En discutant avec d’autres déficients visuels vivant en ville, j’ai souvent l’impression d’avoir 6 trains de retard sur mon autonomie. Quand je pense que certains prennent le métro parisien régulièrement seuls, je ne peux qu’être admirative et un peu envieuse de l’autonomie de mes pairs et j’aime donc comprendre comment ils ont acquis cette autonomie.

Et souvent, il n’y a pas de grands secrets : il y a des habitudes, des trajets répétés encore et encore pour se rendre au travail, à l’école des enfants, à son supermarché préféré. Tout est rôdé à la perfection et certains sont incapables de sortir de leurs trajets habituels sans perdre tout repère.
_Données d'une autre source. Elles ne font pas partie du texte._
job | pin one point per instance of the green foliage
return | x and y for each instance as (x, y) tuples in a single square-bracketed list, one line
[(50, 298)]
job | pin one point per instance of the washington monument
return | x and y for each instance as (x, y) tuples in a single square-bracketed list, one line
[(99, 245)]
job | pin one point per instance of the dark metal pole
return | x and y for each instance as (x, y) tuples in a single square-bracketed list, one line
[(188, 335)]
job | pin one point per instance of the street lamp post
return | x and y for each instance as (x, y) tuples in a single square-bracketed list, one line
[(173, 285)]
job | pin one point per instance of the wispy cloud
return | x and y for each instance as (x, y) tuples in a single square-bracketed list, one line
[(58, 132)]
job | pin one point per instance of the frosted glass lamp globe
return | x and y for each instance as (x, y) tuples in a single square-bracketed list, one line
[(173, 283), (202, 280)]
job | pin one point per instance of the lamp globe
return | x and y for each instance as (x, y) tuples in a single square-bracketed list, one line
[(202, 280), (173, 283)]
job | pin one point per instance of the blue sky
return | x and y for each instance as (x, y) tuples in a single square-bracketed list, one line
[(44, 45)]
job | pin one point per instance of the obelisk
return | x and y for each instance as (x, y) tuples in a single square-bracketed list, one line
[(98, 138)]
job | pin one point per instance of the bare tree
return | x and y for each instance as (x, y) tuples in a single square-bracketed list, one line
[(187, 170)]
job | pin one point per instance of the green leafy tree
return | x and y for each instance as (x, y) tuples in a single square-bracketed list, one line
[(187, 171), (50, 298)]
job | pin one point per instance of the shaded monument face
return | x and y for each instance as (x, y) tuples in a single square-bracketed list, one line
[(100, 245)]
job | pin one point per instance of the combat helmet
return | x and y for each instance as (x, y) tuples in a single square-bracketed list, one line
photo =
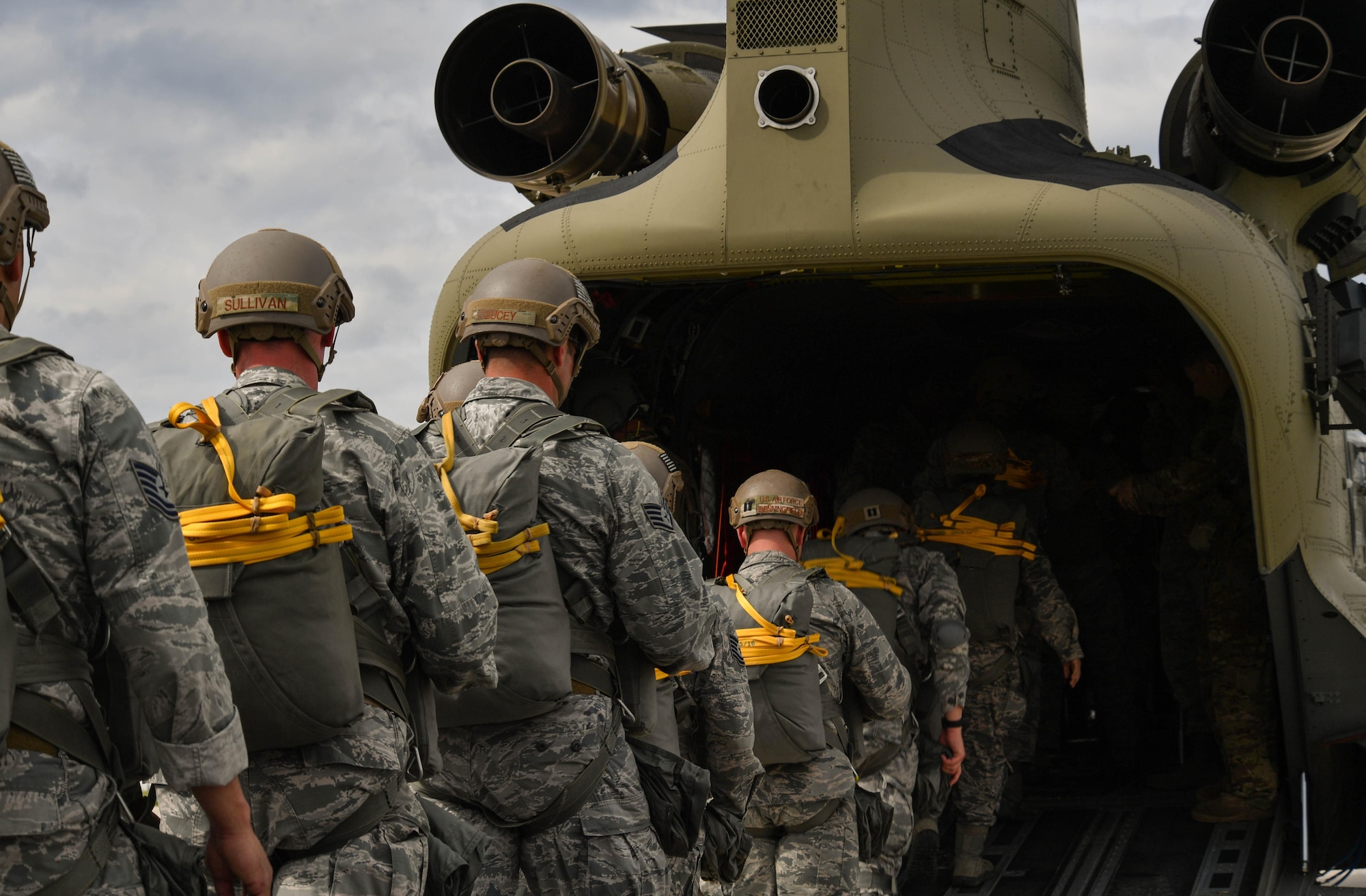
[(975, 450), (274, 285), (450, 391), (24, 211), (610, 395), (663, 469), (532, 304), (874, 507), (774, 501)]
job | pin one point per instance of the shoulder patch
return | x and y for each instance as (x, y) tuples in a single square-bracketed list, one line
[(659, 517), (155, 490)]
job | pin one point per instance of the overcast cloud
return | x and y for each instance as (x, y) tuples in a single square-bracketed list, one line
[(163, 130)]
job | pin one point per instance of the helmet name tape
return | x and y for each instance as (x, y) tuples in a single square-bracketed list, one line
[(782, 505), (257, 303), (21, 171), (505, 316)]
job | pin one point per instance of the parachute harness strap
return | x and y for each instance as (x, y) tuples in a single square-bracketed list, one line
[(846, 570), (1020, 475), (492, 555), (770, 643), (248, 531), (972, 532)]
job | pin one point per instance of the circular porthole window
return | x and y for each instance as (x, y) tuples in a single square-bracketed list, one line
[(787, 96)]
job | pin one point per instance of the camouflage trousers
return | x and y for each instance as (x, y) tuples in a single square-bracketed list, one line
[(1241, 674), (995, 711), (818, 863), (294, 807), (932, 787), (1181, 602), (48, 813), (897, 785), (604, 850), (686, 872)]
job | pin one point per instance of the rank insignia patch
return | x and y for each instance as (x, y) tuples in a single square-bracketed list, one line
[(155, 490), (659, 517)]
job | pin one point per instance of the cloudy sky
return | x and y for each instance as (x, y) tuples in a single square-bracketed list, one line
[(162, 130)]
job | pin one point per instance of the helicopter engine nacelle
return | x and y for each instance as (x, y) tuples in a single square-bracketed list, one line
[(529, 96), (1277, 87)]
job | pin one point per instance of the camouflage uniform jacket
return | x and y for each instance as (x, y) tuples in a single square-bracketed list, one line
[(413, 554), (723, 723), (85, 498), (860, 655), (1212, 471), (1044, 596), (1053, 481), (1046, 600), (931, 596), (617, 569)]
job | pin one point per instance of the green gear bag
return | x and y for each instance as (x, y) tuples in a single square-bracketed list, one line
[(790, 705), (538, 639), (988, 581), (285, 626), (880, 557)]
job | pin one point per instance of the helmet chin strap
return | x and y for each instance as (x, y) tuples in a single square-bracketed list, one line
[(561, 390), (12, 308)]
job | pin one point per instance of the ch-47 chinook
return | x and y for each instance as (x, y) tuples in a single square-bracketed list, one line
[(878, 195)]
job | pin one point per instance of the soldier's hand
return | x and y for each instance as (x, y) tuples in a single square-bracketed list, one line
[(233, 853), (953, 761), (1125, 494)]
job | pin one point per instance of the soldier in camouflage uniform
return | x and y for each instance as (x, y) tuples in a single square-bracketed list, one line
[(622, 568), (915, 596), (1212, 481), (714, 725), (417, 561), (772, 514), (1040, 475), (990, 539), (84, 501)]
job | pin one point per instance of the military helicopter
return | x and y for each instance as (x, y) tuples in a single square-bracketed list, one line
[(864, 195)]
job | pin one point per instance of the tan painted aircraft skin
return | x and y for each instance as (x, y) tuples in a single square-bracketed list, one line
[(868, 189)]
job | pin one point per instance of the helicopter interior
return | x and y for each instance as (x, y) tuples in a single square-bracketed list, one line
[(846, 382)]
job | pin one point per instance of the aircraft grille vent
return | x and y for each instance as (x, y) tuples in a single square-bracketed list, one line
[(764, 24)]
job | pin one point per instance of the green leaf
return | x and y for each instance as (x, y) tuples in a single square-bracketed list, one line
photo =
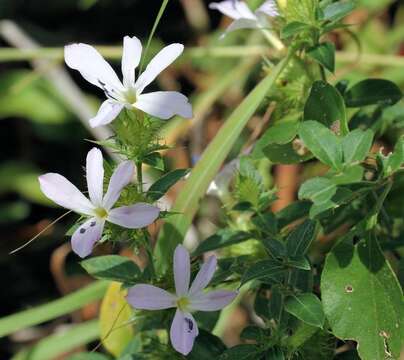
[(264, 269), (293, 28), (112, 267), (187, 202), (324, 54), (22, 91), (281, 133), (223, 238), (326, 105), (62, 342), (299, 262), (318, 189), (350, 175), (53, 309), (336, 11), (322, 142), (293, 212), (392, 162), (372, 91), (356, 145), (22, 178), (207, 346), (284, 154), (252, 333), (363, 300), (155, 160), (161, 186), (306, 307), (242, 352), (300, 239)]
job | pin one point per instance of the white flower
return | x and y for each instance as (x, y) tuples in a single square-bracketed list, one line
[(129, 94), (186, 299), (243, 17), (99, 208)]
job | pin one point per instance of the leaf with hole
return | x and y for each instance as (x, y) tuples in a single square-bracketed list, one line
[(363, 300), (326, 105)]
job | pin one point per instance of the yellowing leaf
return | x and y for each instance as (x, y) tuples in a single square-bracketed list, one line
[(115, 313)]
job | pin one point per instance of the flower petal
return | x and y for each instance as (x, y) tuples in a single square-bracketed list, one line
[(149, 297), (204, 275), (233, 8), (92, 66), (107, 112), (61, 191), (95, 176), (183, 332), (164, 104), (132, 51), (269, 8), (86, 236), (163, 59), (212, 301), (120, 178), (182, 270), (135, 216)]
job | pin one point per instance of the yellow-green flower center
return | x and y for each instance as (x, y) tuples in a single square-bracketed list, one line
[(182, 303), (101, 213), (130, 96)]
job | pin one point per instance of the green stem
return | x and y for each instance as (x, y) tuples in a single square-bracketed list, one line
[(139, 174), (115, 53), (156, 22), (53, 309), (187, 202)]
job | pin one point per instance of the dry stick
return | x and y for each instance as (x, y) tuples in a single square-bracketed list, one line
[(40, 233), (286, 179)]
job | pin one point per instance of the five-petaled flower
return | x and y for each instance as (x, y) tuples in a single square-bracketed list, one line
[(129, 94), (184, 329), (242, 15), (99, 208)]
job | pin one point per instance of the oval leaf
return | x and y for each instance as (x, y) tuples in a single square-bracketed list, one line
[(112, 267), (322, 142), (326, 105), (363, 300), (306, 307), (372, 91), (324, 54)]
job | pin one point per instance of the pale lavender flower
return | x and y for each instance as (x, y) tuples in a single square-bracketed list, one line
[(242, 15), (129, 93), (98, 208), (184, 328)]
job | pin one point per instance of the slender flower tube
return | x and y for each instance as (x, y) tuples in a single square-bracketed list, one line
[(98, 208), (242, 15), (184, 328), (129, 93)]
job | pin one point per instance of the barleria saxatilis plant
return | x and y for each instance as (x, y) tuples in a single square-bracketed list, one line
[(292, 216)]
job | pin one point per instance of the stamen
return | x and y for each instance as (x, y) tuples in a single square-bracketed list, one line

Pour d’autres, derrière cette autonomie que j’admire se cachent des trajets en Uber et taxis plus que réguliers.

Je regarde ensuite ma propre autonomie, ce qu’elle est, ses forces et ses faiblesses et je me dis que le plus important dans cette quête est de trouver celle qui nous convient, avec nos moyens, nos spécificités et nos attentes.


V. L’autonomie a-t-elle un coût ?

Durant le processus d’écriture de ce témoignage, que je suis heureuse de partager avec vous, je me suis fais la réflexion que l’autonomie, finalement, quand on est déficient visuel, elle a un réel coût.

• Le coût d’avoir le temps : le temps de faire son ménage sur 2h pour 40m2 alors qu’un voyant mettrait moitié moins de temps ; le temps de pouvoir repérer certains trajets en amont de certains déplacements ; le temps de faire 2h de trajet quand il ne faut que 45 minutes en voiture, et j’en passe ;

• Le coût d’avoir un entourage présent pour aider à faire du repérage, à accompagner pour les courses, à aider pour l’administratif, pour guider durant un footing, etc.

Le coût financier quand il faut une aide ménagère, quand il faut prendre un taxi, quand il faut se faire livrer les courses, etc.

• Le coût de se loger proches des commodités d’être dépendant de cela et donc, par défaut, de ne pas réellement choisir notre lieu de vie (RIP mon rêve d’une maison à la campagne avec les chevaux dans le jardin).


Je sais déjà que certains penseront que les Prestations de Compensation du Handicap, voir l’Allocation aux Adultes Handicapés, sont fait pour cela et mon but n’est absolument pas de lancer un débat, mais prenons tous conscience que l’autonomie, dans le cadre du handicap, a un coût et qu’à ce titre nous ne pouvons pas tous développer la même autonomie et qu’il n’y aucune autonomie universelle.

À ce titre, il faut pouvoir proposer aux jeunes déficients visuels la boîte à outils la plus complète possible afin qu’ils puissent toujours trouver une solution à n’importe qu’elle problème lié à l’autonomie qu’ils pourront rencontrer au cours de leur vie.


Du haut de mes 28 ans, je travaille encore à acquérir plus d’autonomie, à remporter plus de mini-victoires-du-quotidien, car ce sont les petits gestes, les petites réussites ici et là qui font les grands changements et qui font avancer vers cette sacro-sainte autonomie que finalement, tout le monde convoite, handicap ou non.